Morning Sun Edward Hopper


Il y a quelque temps, on rencontrait le fils du ministre. Il est moyennement grand, plutôt mignon mais sans plus non plus, mais son charisme de jeune riche l’aide un peu dans son physique, et il avait une meuf. Ils doivent bientôt se marier. 

 

Je l’ai rencontré la semaine dernière, elle a enfin fini ses études de commerce à Nice. Ca lui a pris du temps (trois ans quand même), beaucoup d’argent, mais ça valait le coup. C’est une intello maintenant. 

Après une cérémonie où elle a eu la chance et l’honneur de jeter son chapeau en l’air (elle se sent grateful et fulfilled sur facebook, en même temps que proud, so happy and beautiful, et elle a just achieved the most challenging thing in her life ), elle est revenue vivre à Alger. 

C’est pas qu’on a pas renouvelé sa carte de séjour non, elle sait même pas ce que c’est. Elle compte au moins trois nationalités occidentales depuis les années 90. Faut se protéger contre les aléas de la vie quand on est algérien. 

C’a un prix, faut acheter des biens, des parts, créer des adresses, mais ça aide pour les dossiers de naturalisation. 

A l’époque, on pensait pas à aller accoucher à l’étranger, mais maintenant oui. 

 

Bref elle est rentrée, mais elle en a déjà marre, tu comprends. Elle voulait, parce qu’avec toute son expérience, elle veut construire quelque chose en Algérie, faire quelque chose pour ce pays, apporter sa valeur ajoutée, son savoir-faire, c’est important tu sais.
Pour ce faire, elle gère pleinement quelques commerces familiaux. 

Mais voilà tout est pourri ici, à commencer par les gens qui bossent pour elle. Ils comprennent pas ce qu’elle dit, ils font pas ce qu’elle demande. Ils ont pas le niveau. A un moment c’est plus possible. Du coup elle souffre, et ça la fatigue. 

 

Son visage peut pas supporter ça. Le week-end, elle voudrait d’ailleurs se faire un soin, ou un spa pour se relaxer. Elle en a essayé quelques uns, mais c’est pas comme à Nice. Y a pas les mêmes produits, les mêmes femmes. Ici c’est mou, c’est algérien, les masseuses te parlent de leurs problèmes d’algériennes, de leur mari, de leurs gosses. Et toi tu t’en fous. Ca aurait pu te faire rire, mais non ça te fait juste mal aux oreilles. 

 

Elle retrouve plus ses repères d’avant. Sa coiffeuse a fermé, elle va en voir une autre qui lui demande tout le temps « derti les mèches? »

-Oui. 

-Fi franssa?

-Oui. 

-C’était un hooomme?

-…..

-Derhemlek chghoul bizarre. Habtin bezaf. 
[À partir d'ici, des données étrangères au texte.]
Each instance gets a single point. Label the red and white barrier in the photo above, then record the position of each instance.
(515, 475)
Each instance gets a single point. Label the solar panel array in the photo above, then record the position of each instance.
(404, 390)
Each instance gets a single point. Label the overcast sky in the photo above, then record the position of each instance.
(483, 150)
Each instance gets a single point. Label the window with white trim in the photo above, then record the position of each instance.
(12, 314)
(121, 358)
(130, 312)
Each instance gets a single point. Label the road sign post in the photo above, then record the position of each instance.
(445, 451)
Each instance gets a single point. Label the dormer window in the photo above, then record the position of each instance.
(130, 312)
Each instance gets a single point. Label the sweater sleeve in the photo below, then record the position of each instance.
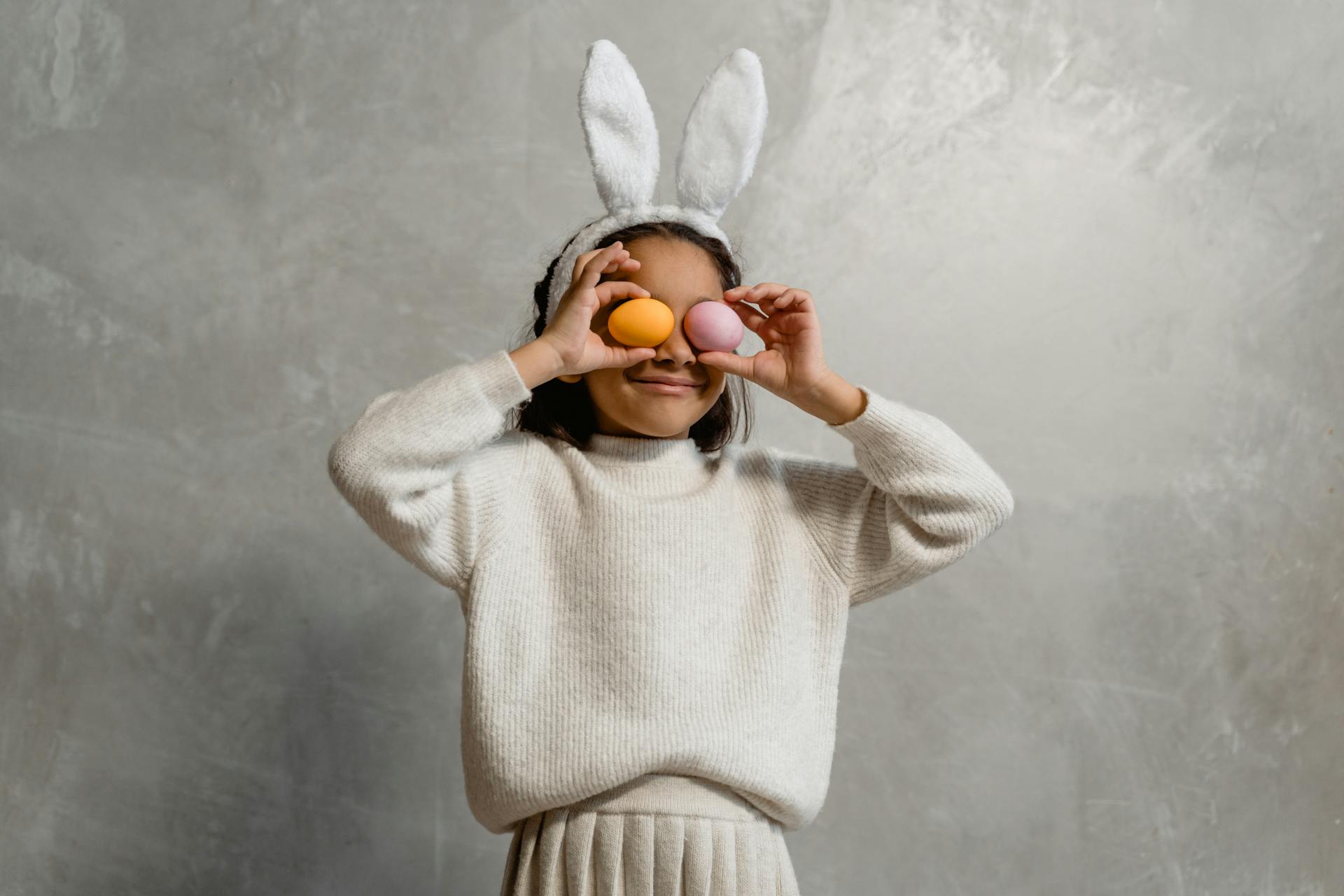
(402, 464)
(918, 498)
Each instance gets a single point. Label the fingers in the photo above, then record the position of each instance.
(613, 289)
(622, 356)
(772, 296)
(590, 266)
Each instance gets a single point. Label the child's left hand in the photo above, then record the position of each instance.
(790, 365)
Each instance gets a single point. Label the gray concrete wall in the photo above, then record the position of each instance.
(1101, 241)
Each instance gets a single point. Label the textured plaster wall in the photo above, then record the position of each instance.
(1100, 239)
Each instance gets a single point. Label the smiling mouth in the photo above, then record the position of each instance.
(666, 388)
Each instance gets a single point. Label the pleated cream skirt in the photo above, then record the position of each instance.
(654, 836)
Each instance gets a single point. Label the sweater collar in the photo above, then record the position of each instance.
(643, 450)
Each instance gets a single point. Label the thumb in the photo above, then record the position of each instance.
(632, 356)
(727, 362)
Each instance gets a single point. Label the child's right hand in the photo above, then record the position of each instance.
(570, 332)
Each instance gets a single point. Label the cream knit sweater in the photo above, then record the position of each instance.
(643, 606)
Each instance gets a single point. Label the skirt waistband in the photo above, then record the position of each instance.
(675, 796)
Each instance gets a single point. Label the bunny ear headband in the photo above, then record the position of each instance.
(718, 152)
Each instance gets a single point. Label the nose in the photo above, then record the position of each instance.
(675, 348)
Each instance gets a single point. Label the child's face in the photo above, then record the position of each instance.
(678, 274)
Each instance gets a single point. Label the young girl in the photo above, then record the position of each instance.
(655, 615)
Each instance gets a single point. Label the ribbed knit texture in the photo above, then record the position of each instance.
(647, 608)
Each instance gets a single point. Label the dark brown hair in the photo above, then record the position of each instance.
(565, 412)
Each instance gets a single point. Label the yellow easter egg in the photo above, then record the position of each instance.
(641, 323)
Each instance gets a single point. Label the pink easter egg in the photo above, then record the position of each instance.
(714, 327)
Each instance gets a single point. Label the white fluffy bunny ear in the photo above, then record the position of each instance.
(722, 134)
(619, 130)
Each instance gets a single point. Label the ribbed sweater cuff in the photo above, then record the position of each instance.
(500, 381)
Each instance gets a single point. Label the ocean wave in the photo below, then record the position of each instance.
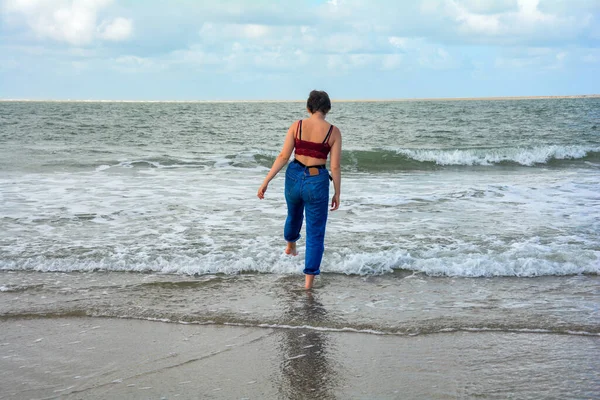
(525, 260)
(417, 159)
(381, 160)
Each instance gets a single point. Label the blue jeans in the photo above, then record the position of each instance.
(310, 193)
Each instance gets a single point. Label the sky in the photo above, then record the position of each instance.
(280, 50)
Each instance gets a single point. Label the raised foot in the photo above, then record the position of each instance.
(308, 281)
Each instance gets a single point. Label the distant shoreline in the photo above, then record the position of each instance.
(583, 96)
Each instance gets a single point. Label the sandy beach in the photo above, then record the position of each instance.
(101, 358)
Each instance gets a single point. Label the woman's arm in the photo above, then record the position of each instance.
(336, 173)
(280, 161)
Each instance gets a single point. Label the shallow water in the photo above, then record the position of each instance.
(402, 303)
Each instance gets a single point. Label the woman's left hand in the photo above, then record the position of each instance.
(262, 190)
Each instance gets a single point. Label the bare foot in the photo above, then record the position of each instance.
(291, 249)
(308, 281)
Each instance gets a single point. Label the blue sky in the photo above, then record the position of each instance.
(354, 49)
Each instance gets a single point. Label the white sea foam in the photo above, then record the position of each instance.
(523, 156)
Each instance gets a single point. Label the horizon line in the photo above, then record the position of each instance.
(373, 100)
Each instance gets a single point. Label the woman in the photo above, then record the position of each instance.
(307, 180)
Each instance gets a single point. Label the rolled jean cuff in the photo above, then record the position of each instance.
(307, 272)
(293, 241)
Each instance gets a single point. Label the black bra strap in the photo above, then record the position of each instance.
(328, 134)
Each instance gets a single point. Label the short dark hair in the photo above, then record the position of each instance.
(318, 100)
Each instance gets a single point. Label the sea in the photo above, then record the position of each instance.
(466, 215)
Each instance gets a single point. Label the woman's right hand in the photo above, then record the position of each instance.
(335, 202)
(261, 190)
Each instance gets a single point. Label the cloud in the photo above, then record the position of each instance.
(70, 21)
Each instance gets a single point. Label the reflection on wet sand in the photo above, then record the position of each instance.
(307, 363)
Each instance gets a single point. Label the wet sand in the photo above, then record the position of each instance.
(102, 358)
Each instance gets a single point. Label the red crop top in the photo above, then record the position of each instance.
(312, 149)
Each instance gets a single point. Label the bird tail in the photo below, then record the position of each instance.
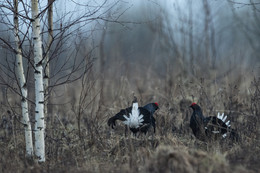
(111, 122)
(234, 135)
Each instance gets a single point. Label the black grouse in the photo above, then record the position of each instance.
(136, 118)
(209, 128)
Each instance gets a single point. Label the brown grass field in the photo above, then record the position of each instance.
(173, 148)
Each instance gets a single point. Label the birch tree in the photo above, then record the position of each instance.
(39, 90)
(22, 84)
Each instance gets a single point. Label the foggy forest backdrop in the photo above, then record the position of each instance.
(172, 52)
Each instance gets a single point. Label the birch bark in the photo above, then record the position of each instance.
(46, 59)
(39, 91)
(22, 83)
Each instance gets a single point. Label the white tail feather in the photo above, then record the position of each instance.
(135, 119)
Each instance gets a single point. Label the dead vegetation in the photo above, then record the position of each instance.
(172, 149)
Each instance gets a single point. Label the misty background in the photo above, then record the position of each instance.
(153, 49)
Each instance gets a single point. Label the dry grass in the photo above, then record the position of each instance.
(172, 149)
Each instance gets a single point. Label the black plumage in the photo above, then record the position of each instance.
(139, 122)
(209, 128)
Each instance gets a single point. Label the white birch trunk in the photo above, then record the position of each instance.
(46, 60)
(21, 79)
(39, 92)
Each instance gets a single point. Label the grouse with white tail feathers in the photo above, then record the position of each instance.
(209, 128)
(138, 119)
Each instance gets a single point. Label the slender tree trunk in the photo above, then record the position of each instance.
(21, 79)
(46, 77)
(39, 91)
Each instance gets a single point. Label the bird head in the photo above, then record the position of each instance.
(156, 105)
(194, 106)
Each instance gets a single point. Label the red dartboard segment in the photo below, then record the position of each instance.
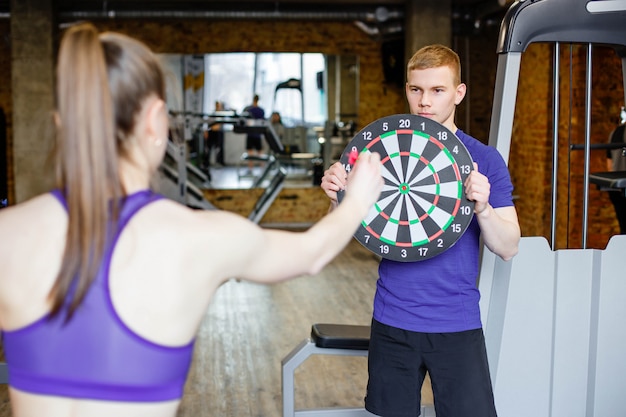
(422, 209)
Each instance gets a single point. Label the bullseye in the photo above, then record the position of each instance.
(422, 209)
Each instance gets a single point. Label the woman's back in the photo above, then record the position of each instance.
(142, 341)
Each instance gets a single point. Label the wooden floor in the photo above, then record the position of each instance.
(249, 328)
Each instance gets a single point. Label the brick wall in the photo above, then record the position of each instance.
(531, 150)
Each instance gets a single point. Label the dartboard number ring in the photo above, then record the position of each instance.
(422, 210)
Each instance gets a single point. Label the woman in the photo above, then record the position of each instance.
(104, 282)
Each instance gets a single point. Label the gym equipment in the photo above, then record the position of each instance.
(185, 173)
(327, 339)
(422, 209)
(552, 318)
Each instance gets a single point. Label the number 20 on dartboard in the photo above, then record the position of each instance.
(422, 210)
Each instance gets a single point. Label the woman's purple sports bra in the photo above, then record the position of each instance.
(95, 355)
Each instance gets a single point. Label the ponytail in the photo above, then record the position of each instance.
(87, 161)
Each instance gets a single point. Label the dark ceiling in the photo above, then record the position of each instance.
(467, 15)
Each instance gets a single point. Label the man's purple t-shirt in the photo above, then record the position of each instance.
(440, 294)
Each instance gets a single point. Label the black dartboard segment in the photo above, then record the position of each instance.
(422, 209)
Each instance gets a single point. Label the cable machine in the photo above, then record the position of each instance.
(552, 318)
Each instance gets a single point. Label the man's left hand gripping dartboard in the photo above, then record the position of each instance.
(422, 209)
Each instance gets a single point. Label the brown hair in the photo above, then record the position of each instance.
(433, 56)
(102, 82)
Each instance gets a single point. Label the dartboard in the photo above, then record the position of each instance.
(422, 209)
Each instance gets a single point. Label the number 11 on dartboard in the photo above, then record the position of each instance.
(422, 209)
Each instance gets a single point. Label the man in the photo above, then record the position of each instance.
(426, 314)
(253, 140)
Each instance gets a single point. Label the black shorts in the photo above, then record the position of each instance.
(456, 362)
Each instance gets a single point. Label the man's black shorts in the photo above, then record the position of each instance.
(456, 362)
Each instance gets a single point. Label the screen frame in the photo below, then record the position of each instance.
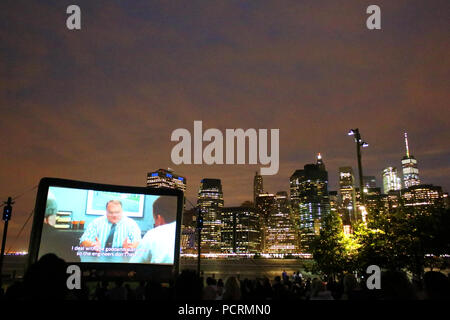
(155, 271)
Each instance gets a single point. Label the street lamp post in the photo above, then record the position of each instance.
(7, 211)
(199, 220)
(359, 143)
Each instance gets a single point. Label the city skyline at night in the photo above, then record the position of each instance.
(100, 104)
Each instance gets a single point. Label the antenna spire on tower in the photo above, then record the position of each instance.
(406, 144)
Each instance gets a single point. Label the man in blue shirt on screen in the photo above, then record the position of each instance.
(158, 244)
(113, 230)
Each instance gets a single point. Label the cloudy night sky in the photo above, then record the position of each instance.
(100, 104)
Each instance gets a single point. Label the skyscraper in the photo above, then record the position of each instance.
(369, 182)
(258, 187)
(281, 236)
(423, 196)
(309, 199)
(391, 181)
(163, 178)
(240, 232)
(409, 168)
(348, 195)
(265, 205)
(210, 203)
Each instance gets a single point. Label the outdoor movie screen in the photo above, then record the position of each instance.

-Un peu sur le côté la frange s’il te plaît. 

(Délicatesse de la coiffeuse qui n’aime pas sa couleur et le lui dit)

 

Les endroits pour sortir ont changé aussi, tout a pris une couleur morose. Y avait bien les soirées Limitless de temps en temps, mais c’est tellement démocratique. Et tous ces gens qui lui posent des questions sur son mariage et sur son mec. Son mec à qui toutes les nénettes tapent la bise et la main sur l’épaule. Ces pétasses de bas étage en retard de deux modes. Elle pourrait virer rouge, leur cracher dessus et cracher sa rage à son mec, mais elle fait tout son possible pour rester digne. 

Comme le chante Keren Ann, même si on y tient vraiment, restons de glace, restons élégant.

Alors elle lève un peu la tête, se mord l’intérieur de la bouche et prend un air blasé/froid/j’ te vois même pas. Elle a pas le choix pour survivre. A force de crispations, son visage perd un peu en tendresse de l’âge et elle ressemble de plus en plus à sa mère. 

Live hard, die young, son crédo, sa photo de couv’. 

 

Mais pour l’instant elle prépare son mariage. Elle a parfois des doutes sur son futur époux mais elle les cache tellement au fond de son ventre qu’on se demande si elle en a elle-même conscience. Sa mère la prend parfois en pitié et voudrait lui dire qu’elle a le choix, mais sa raison lui revient et elle se dit qu’au pire sa fille souffrira un peu comme tout le monde et que son mari finira bien par rentrer. 

Et puis il est bien ce garçon.

 

En attendant, faut ressortir les plus grands sourires et aller au Maroc faire faire quelques caftans. Parce qu’à Alger c’est bien joli ce qu’on nous vend, mais c’est parfois un peu du foutage de gueule. Elles en savent quelque chose.